# Recoil Happens.



## Bob Wright (May 10, 2006)

Under the General Semi-Auto Forum, the question is posed "How does bullet weight affect recoil?" My contention is that it is the ratio of gun weight/bullet weight that affects recoil, with velocity increase a secondary factor.

Try this: Fire a +P .38 Special, 158 gr. JHP round in an L-framed Smith and Wesson. Then fire the same type of ammunition in a lightweight J-Framed revolver. The little lightweight will react more violently.

Now, fire a 158gr. .38 Special round in the L-Framed gun, and follow with a 158 gr. .357 Magnum round. There is a noticable difference in recoil.

Finally, fire a 110gr. .357 Magnum round followed by a 158gr. .357 Magnum round in the L-Frame. Again, noticable difference.

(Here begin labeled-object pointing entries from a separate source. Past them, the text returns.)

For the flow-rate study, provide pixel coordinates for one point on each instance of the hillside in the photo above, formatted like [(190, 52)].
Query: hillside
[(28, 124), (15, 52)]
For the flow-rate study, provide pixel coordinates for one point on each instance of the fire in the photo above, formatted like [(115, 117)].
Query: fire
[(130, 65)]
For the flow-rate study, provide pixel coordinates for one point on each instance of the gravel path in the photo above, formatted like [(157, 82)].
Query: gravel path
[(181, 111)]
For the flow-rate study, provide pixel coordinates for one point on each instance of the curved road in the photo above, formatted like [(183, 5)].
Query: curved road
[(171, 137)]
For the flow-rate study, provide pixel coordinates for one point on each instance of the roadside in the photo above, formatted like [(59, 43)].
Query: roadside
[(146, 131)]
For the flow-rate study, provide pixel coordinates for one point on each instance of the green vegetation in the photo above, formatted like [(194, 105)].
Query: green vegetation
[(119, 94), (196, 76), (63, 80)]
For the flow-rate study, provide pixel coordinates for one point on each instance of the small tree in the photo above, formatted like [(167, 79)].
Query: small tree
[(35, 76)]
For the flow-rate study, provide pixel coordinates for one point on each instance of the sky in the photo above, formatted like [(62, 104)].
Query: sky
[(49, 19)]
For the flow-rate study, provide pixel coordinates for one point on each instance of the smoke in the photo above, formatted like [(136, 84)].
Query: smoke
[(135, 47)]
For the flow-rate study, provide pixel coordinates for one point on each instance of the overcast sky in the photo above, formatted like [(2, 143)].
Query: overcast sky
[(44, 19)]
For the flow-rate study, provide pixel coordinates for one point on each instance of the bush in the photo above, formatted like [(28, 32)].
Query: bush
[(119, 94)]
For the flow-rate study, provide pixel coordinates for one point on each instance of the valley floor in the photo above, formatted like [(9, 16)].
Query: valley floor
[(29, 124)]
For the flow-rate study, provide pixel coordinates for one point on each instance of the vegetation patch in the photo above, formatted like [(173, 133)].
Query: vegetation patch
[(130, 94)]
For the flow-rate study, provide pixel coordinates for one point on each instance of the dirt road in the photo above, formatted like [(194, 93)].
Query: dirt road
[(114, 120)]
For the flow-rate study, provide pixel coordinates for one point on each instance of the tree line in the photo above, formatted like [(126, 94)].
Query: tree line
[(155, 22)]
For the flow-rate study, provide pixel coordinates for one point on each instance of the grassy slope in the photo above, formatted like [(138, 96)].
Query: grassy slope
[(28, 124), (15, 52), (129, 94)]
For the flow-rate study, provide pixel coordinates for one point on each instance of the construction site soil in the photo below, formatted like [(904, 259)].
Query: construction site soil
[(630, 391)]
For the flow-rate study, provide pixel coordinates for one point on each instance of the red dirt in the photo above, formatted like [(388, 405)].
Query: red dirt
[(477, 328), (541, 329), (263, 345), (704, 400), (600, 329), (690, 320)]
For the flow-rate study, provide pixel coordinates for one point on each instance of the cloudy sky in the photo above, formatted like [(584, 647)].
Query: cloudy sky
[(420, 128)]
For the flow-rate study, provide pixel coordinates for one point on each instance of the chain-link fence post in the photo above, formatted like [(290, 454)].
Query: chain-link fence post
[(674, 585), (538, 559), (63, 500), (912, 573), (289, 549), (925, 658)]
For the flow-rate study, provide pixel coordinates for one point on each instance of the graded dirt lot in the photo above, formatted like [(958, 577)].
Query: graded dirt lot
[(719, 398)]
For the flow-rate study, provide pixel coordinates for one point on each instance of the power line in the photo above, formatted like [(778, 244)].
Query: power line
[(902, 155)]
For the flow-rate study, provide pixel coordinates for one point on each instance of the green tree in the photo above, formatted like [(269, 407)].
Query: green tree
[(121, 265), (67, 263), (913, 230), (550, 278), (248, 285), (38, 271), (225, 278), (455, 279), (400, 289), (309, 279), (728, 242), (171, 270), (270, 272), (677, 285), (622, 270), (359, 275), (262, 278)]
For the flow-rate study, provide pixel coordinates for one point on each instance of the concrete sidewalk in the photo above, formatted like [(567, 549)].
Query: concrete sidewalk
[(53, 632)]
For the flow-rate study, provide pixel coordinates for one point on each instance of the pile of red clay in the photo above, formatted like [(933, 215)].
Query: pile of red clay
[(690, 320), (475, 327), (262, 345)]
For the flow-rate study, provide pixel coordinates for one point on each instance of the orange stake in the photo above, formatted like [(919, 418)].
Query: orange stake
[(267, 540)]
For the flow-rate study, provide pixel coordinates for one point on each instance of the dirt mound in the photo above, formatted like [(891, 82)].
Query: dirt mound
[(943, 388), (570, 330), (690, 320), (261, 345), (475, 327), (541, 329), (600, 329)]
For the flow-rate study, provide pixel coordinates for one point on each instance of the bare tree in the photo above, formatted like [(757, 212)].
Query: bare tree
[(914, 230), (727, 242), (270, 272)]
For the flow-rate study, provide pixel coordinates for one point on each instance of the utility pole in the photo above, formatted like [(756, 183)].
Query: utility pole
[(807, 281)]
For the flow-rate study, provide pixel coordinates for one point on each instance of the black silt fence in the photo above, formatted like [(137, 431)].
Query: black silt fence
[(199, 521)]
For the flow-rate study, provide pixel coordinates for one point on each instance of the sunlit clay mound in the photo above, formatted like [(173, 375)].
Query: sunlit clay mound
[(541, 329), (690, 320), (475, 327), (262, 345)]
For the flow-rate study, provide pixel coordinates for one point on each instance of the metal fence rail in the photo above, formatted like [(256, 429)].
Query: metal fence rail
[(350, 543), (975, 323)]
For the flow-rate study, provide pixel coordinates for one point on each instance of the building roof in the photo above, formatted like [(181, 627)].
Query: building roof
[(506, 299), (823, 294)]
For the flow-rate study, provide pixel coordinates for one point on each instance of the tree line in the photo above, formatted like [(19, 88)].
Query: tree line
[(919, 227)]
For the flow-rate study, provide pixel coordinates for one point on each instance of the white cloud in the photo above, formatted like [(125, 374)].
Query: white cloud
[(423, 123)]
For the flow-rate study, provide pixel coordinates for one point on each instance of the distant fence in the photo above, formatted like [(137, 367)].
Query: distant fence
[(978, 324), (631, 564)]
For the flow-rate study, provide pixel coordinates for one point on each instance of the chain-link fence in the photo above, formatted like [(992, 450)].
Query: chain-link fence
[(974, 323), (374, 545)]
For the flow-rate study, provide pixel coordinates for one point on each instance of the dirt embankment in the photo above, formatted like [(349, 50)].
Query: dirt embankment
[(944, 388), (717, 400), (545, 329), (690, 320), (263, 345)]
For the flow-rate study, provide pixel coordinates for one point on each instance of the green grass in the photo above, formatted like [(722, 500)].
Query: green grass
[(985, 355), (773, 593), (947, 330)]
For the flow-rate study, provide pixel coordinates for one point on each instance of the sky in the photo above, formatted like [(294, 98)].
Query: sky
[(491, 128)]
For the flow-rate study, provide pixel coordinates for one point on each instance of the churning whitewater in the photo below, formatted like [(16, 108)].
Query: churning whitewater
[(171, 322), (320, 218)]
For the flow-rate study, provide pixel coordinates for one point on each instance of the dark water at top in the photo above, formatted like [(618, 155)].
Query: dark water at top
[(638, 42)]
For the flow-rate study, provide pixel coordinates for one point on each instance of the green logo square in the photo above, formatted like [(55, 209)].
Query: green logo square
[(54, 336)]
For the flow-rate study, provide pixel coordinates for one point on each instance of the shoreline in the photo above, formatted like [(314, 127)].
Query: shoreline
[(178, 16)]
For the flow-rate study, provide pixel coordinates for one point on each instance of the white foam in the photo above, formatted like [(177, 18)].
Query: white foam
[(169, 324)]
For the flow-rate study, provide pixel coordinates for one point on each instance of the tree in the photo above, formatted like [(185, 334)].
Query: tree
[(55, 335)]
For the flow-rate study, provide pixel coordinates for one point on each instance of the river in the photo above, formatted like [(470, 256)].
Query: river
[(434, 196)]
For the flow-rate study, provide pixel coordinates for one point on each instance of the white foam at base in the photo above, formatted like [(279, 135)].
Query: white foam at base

Not a scientific test, to be sure. But it has led me to believe that increasing bullet weight affects recoil more than increasing velocity.

Make of that what you will.

Bob Wright


----------



## falshman70 (Jul 13, 2006)

I think you make a good point, Bob. I recently shot some high velocity frangible rounds out of my S&W 686 - a very light bullet (I don't know the actual weight) and there was noticeably less recoil than with the Remington JHPs I had been shooting.


----------